When I ran a Delta Green game the other week, one of the players (yes, the player, not their character) was hung up with having “magic” in the game. He could deal with millennia-old squid-headed aliens hanging out on the bottom of the Pacific, but not magic. I explained that magic was really just advanced science based on “hypergeometric principles” which satisfied him for the session, but I decided to work out a brief “scientific” description of how (much of) magic works within my game. It involves physics, vibrations and hand-waving. Mostly the latter.
The universe is multi-dimensional. We are limited in that we are trapped within three-dimensional bodies (that travel at an uncontrollable fixed rate along a fourth time dimension). However, that does not mean that other dimensions do not exist. We simply are not equipped (normally) to see or interact with these other dimensions. Physicists working in string theory have said there are as many as 11 dimensions but even that number may be lower than reality.
However, just because we are limited to three dimensions does not mean that everything is. Some entities exist that live in four, five or even more dimensions simultaneously. Some of these exist in dimensions that overlap with one or more of the ones we inhabit. Others may be around us all the time; invisible and undetectable because they do not overlap with us in any way but around us just the same.
Our minds (as opposed to our physical brains) are not limited to a subset of available dimensions. This is why these other entities are capable of contacting us in our sleep, in our dreams. The most famous example of this is Cthulhu himself, who lies “asleep but dreaming in his home in R’lyeh”. Just because his body is trapped does not mean that his mind is.

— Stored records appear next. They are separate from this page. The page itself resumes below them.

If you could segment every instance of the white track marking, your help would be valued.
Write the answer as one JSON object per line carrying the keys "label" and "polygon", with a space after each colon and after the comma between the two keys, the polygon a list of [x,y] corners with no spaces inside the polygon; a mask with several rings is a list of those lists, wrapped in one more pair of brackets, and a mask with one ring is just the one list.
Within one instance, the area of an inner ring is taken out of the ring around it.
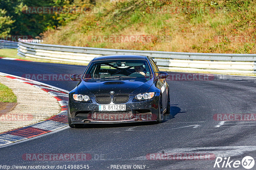
{"label": "white track marking", "polygon": [[256,122],[238,122],[237,123],[228,123],[224,124],[248,124],[248,123],[256,123]]}
{"label": "white track marking", "polygon": [[135,126],[134,127],[132,127],[129,128],[127,130],[125,130],[125,131],[163,131],[163,130],[173,130],[174,129],[180,129],[181,128],[184,128],[187,127],[189,127],[191,126],[194,126],[193,127],[193,128],[197,128],[199,127],[200,126],[200,125],[199,124],[193,124],[193,125],[189,125],[189,126],[182,126],[181,127],[179,127],[178,128],[173,128],[172,129],[156,129],[155,130],[139,130],[139,131],[136,131],[134,130],[133,129],[135,129],[135,128],[139,127],[140,126]]}
{"label": "white track marking", "polygon": [[215,126],[215,127],[220,127],[220,126],[222,125],[223,125],[224,124],[224,123],[225,123],[226,121],[221,121],[219,124],[217,124],[217,125]]}
{"label": "white track marking", "polygon": [[236,127],[237,126],[256,126],[256,124],[251,124],[251,125],[237,125],[236,126],[220,126],[219,127]]}
{"label": "white track marking", "polygon": [[164,123],[164,124],[183,124],[187,123],[200,123],[202,122],[173,122],[171,123]]}
{"label": "white track marking", "polygon": [[16,58],[10,58],[10,57],[4,57],[3,58],[1,58],[1,59],[2,60],[17,60],[18,59],[16,59]]}

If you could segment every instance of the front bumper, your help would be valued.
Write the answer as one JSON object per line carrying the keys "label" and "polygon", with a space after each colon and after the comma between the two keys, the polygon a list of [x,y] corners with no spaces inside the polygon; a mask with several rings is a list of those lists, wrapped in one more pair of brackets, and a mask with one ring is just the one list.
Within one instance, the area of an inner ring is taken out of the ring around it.
{"label": "front bumper", "polygon": [[[68,114],[72,124],[156,121],[159,95],[160,93],[156,93],[153,98],[139,102],[134,100],[135,96],[130,96],[127,102],[116,104],[125,104],[125,111],[100,112],[99,105],[102,104],[97,103],[94,96],[90,96],[91,100],[89,102],[79,102],[74,101],[73,99],[73,94],[70,94]],[[103,117],[96,116],[100,114],[105,116]]]}

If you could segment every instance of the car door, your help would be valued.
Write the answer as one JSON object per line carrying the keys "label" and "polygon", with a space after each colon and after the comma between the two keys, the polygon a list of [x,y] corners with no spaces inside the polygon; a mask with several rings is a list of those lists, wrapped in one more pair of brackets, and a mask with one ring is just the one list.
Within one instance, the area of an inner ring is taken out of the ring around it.
{"label": "car door", "polygon": [[[155,74],[157,75],[157,73],[156,72],[159,72],[159,69],[156,64],[155,62],[151,58],[150,59],[149,61],[151,64],[152,67],[155,72]],[[166,106],[167,104],[167,85],[165,80],[164,79],[158,79],[157,80],[156,85],[157,87],[161,89],[161,93],[162,95],[162,101],[163,102],[163,110],[164,111],[166,109]]]}

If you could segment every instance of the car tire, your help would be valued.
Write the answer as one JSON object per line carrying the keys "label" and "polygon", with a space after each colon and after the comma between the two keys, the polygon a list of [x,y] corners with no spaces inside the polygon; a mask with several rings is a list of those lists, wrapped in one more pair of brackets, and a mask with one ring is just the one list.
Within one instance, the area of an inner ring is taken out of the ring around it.
{"label": "car tire", "polygon": [[167,99],[167,106],[166,106],[166,112],[165,114],[169,114],[171,113],[171,102],[170,101],[170,94],[169,93],[169,88],[168,88],[168,97]]}
{"label": "car tire", "polygon": [[163,102],[162,102],[162,97],[160,95],[159,97],[159,103],[158,103],[158,115],[157,118],[156,119],[157,123],[160,123],[163,121],[164,117],[163,113]]}
{"label": "car tire", "polygon": [[72,121],[70,117],[70,111],[69,111],[69,105],[68,106],[68,126],[71,128],[74,128],[75,125],[72,124]]}

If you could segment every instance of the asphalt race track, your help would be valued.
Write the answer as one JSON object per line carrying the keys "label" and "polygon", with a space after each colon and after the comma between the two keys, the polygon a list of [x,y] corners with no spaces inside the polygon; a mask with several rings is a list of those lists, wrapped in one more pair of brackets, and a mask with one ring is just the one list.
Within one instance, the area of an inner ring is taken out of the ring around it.
{"label": "asphalt race track", "polygon": [[[19,76],[82,73],[85,68],[84,66],[0,60],[0,72]],[[248,156],[255,159],[256,121],[216,121],[213,116],[255,115],[256,77],[215,76],[210,81],[167,81],[171,111],[170,115],[165,115],[164,123],[86,125],[84,128],[68,128],[0,148],[0,164],[66,165],[67,167],[83,165],[88,165],[89,169],[113,169],[113,165],[132,165],[132,168],[136,165],[142,165],[141,168],[148,169],[211,169],[213,168],[216,158],[148,160],[146,156],[153,153],[211,153],[223,159],[230,157],[230,160],[234,162],[241,161]],[[41,81],[69,91],[77,83]],[[87,161],[30,161],[22,158],[24,154],[34,153],[87,153],[91,154],[92,159]],[[239,166],[236,169],[244,169]]]}

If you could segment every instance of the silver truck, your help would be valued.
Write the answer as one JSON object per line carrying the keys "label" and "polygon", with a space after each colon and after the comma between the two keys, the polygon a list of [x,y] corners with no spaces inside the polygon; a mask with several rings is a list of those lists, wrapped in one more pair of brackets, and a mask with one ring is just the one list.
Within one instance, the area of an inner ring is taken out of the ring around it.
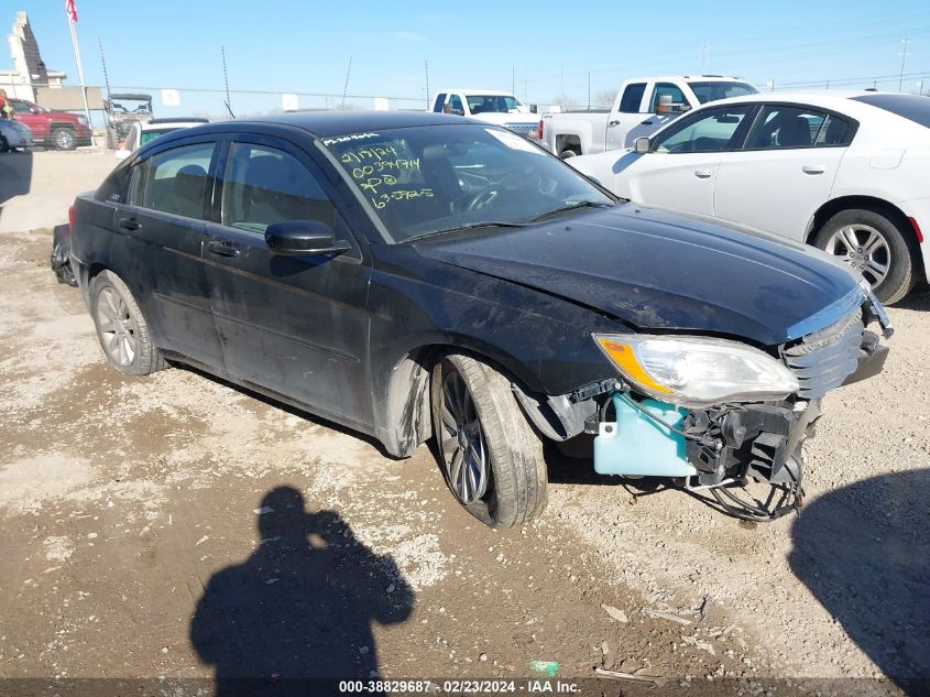
{"label": "silver truck", "polygon": [[630,79],[610,109],[543,115],[539,144],[560,157],[631,148],[635,139],[649,135],[689,109],[756,92],[744,80],[720,75]]}
{"label": "silver truck", "polygon": [[494,89],[444,89],[431,111],[453,113],[503,126],[524,138],[535,139],[539,119],[510,92]]}

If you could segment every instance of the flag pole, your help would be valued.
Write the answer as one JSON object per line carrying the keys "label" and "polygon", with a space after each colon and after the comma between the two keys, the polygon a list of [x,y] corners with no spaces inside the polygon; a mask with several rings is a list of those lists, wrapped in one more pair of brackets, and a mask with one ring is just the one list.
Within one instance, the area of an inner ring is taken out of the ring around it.
{"label": "flag pole", "polygon": [[68,13],[68,28],[72,30],[72,45],[74,46],[74,59],[77,63],[77,78],[80,80],[80,95],[84,97],[84,115],[87,117],[87,127],[90,129],[90,144],[94,144],[94,126],[90,121],[90,107],[87,104],[87,87],[84,86],[84,66],[80,63],[80,48],[77,45],[77,30],[74,25],[74,18]]}

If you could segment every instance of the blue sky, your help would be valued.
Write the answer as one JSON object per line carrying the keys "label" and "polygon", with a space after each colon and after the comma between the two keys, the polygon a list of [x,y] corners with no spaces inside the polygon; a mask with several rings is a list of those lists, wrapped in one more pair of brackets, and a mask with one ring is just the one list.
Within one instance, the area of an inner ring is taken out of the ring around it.
{"label": "blue sky", "polygon": [[[348,2],[309,0],[76,0],[88,84],[102,85],[98,37],[110,84],[182,89],[179,107],[158,115],[217,115],[222,97],[184,88],[222,89],[226,46],[231,101],[238,113],[281,107],[282,91],[342,92],[351,57],[350,95],[408,97],[425,104],[440,87],[511,89],[529,102],[564,94],[587,102],[625,78],[658,73],[740,75],[764,88],[831,80],[832,86],[897,90],[901,39],[909,36],[905,91],[926,78],[930,89],[930,4],[922,1],[812,2],[666,0],[632,2]],[[64,0],[4,2],[0,22],[29,12],[50,68],[77,84]],[[9,29],[7,29],[9,32]],[[709,47],[704,51],[703,46]],[[882,81],[886,79],[888,81]],[[240,94],[236,90],[271,94]],[[371,108],[370,99],[349,99]],[[300,97],[300,107],[337,99]]]}

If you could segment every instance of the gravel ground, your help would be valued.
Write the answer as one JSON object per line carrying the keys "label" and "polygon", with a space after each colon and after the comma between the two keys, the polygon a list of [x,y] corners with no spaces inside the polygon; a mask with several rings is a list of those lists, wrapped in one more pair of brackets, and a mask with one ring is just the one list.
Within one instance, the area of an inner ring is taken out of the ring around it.
{"label": "gravel ground", "polygon": [[396,461],[189,370],[108,369],[50,246],[0,236],[2,678],[930,677],[926,288],[890,309],[883,375],[828,397],[799,518],[740,524],[552,453],[545,518],[496,533],[426,446]]}

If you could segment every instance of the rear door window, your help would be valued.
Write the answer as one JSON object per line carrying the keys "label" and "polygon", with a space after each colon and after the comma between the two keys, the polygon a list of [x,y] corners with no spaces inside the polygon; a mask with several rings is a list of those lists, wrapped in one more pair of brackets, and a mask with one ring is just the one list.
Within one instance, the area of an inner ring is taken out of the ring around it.
{"label": "rear door window", "polygon": [[653,90],[653,98],[649,100],[649,111],[653,113],[656,112],[656,108],[659,106],[660,97],[671,97],[672,105],[687,104],[685,92],[681,91],[680,87],[671,83],[657,83],[656,88]]}
{"label": "rear door window", "polygon": [[745,150],[810,148],[820,138],[825,121],[827,113],[816,109],[764,107],[746,139]]}
{"label": "rear door window", "polygon": [[321,220],[336,208],[310,171],[275,148],[231,143],[222,187],[222,224],[264,233],[273,222]]}
{"label": "rear door window", "polygon": [[638,113],[639,105],[643,104],[643,95],[646,92],[646,83],[634,83],[627,85],[620,98],[620,110],[623,113]]}
{"label": "rear door window", "polygon": [[205,218],[216,143],[166,150],[149,157],[142,206],[185,218]]}
{"label": "rear door window", "polygon": [[655,151],[668,153],[720,152],[732,148],[734,135],[752,105],[705,109],[675,121],[656,137]]}

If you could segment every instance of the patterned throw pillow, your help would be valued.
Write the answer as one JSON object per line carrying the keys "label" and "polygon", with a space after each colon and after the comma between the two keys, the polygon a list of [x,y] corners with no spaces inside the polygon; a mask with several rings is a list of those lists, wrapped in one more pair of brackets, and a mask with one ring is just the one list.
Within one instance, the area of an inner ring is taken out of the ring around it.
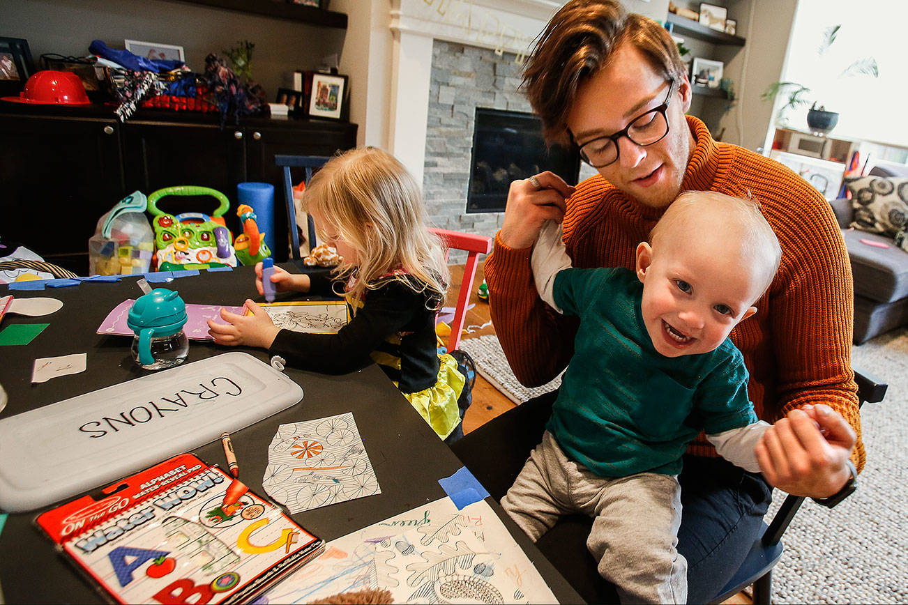
{"label": "patterned throw pillow", "polygon": [[854,220],[851,226],[889,237],[908,225],[908,178],[846,178]]}

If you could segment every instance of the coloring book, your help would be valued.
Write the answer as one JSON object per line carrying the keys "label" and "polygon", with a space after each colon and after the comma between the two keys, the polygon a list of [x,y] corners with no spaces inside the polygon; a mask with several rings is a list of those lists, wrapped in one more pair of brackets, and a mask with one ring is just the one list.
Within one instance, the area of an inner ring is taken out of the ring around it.
{"label": "coloring book", "polygon": [[260,306],[276,327],[291,332],[335,334],[350,320],[347,303],[342,300],[282,301]]}
{"label": "coloring book", "polygon": [[324,542],[217,466],[182,454],[39,515],[121,603],[250,602]]}

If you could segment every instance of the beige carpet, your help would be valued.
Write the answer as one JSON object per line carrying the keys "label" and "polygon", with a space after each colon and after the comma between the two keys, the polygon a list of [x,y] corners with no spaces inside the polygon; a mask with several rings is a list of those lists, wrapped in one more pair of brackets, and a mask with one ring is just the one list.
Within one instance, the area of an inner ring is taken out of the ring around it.
{"label": "beige carpet", "polygon": [[[494,336],[460,346],[516,403],[560,384],[521,385]],[[801,507],[774,572],[778,603],[908,603],[908,329],[854,347],[853,363],[889,384],[882,403],[862,409],[867,465],[857,492],[834,509]],[[771,513],[784,497],[776,492]]]}

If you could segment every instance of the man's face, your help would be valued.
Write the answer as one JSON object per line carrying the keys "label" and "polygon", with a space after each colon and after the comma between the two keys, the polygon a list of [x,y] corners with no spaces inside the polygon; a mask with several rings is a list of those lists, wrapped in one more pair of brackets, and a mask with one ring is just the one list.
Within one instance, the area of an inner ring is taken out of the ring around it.
{"label": "man's face", "polygon": [[[634,118],[662,103],[668,82],[656,73],[642,54],[625,44],[614,60],[577,89],[568,115],[568,128],[577,145],[614,134]],[[666,116],[668,134],[640,147],[627,137],[617,141],[618,159],[597,168],[607,181],[641,204],[665,208],[681,192],[694,138],[684,118],[690,107],[686,78],[675,84]]]}

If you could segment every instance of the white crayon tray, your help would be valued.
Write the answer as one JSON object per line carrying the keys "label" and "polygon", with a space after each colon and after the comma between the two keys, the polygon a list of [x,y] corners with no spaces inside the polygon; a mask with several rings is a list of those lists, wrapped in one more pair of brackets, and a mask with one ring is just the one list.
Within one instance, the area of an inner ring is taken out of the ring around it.
{"label": "white crayon tray", "polygon": [[69,498],[249,426],[302,399],[238,351],[0,420],[0,511]]}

There are also ways to physically interact with these entities and the dimensions they inhabit. The two most common are resonance and congruence.
We will start with resonance. While not technically correct it is possible to think of these other dimensions as “vibrating” at a different frequency than we do. If certain frequency patterns are established, a “resonance” can be set up between our dimensions (or at least our fully-dimensioned minds within our dimensions) and the entities inhabiting other sets of dimensions. This is the principle behind many so-called “magical incantations”. The nonsense syllables and atonal music of magical rituals are not really meaningful in and of themselves. “Ph’nglui mglw’nafh Cthulhu R’lyeh wgah’nagl fhtagn!” is thus not necessarily a phrase in an unknown language so much as it is simply a phonetic way of re-creating a set of sonic vibrations that resonate with a particular entity in another set of dimensions.
And these dimensions may be at an arbitrary distance. Even if a place is a long distance away in the three dimensions we normally experience it may be quite close in another set of dimensions. It is said, for example, that Yog-Sothoth is co-terminus with all of time and space. It is. It does not normally exist within the four dimensions that we inhabit but in the set of dimensions it does normally dwell within it overlaps all of ours (though it is not abnormally large within its own planes of existence).
Science, of course, has made great strides in automating such “rituals”. The most well-known example of this is the Tillinghast Resonator (described in Lovecraft’s story From Beyond). This device creates electromagnetic frequencies that allow our minds to easily discern other dimensions. And for entities of those dimensions to discern us.
The other, related method of connecting with these other dimensions is simple geometry. If a particular geometric angle or structure is created that matches an angle or structure in another set of dimensions then a connection can be established between the two. A person or entity can then “translate” (for lack of a better word) from one set of dimensions to another. These are the “angles” and “non-Euclidean geometries” that Lovecraft spoke of. Angles and geometry feature heavily in Dreams in the Witch House, for example, where they seem to feature heavily in the witch’s powers. And the Hounds of Tindalos of course materialize from angles.
By looking at things from a multi-dimensional viewpoint, much of the so-called “magic” is explained. Summons work by translating entities from one set of dimensions to another. Gates work by shifting a traveller to another set of dimensions where their origin and destination are arbitrarily close to one another. The Mi-Go are mining substances we can’t see because they only exist in other dimensions (and they can survive in vacuum because “air” exists in the other dimensions there) and the Insects of Shaggi can pass into our skulls because they are open from other dimensions.
Multiple dimensions also explain such creatures as the Hounds and the Great Race of Yith. They also live in multiple dimensions but instead of being forced along the time dimension as we (and most other species) do, they can travel along it as easily as we can in the other three.
This gives a somewhat consistent and pseudo-scientific explanation for the “magic” encountered in Call of Cthulhu.
Of course, you can always just say it’s just magic. That works too.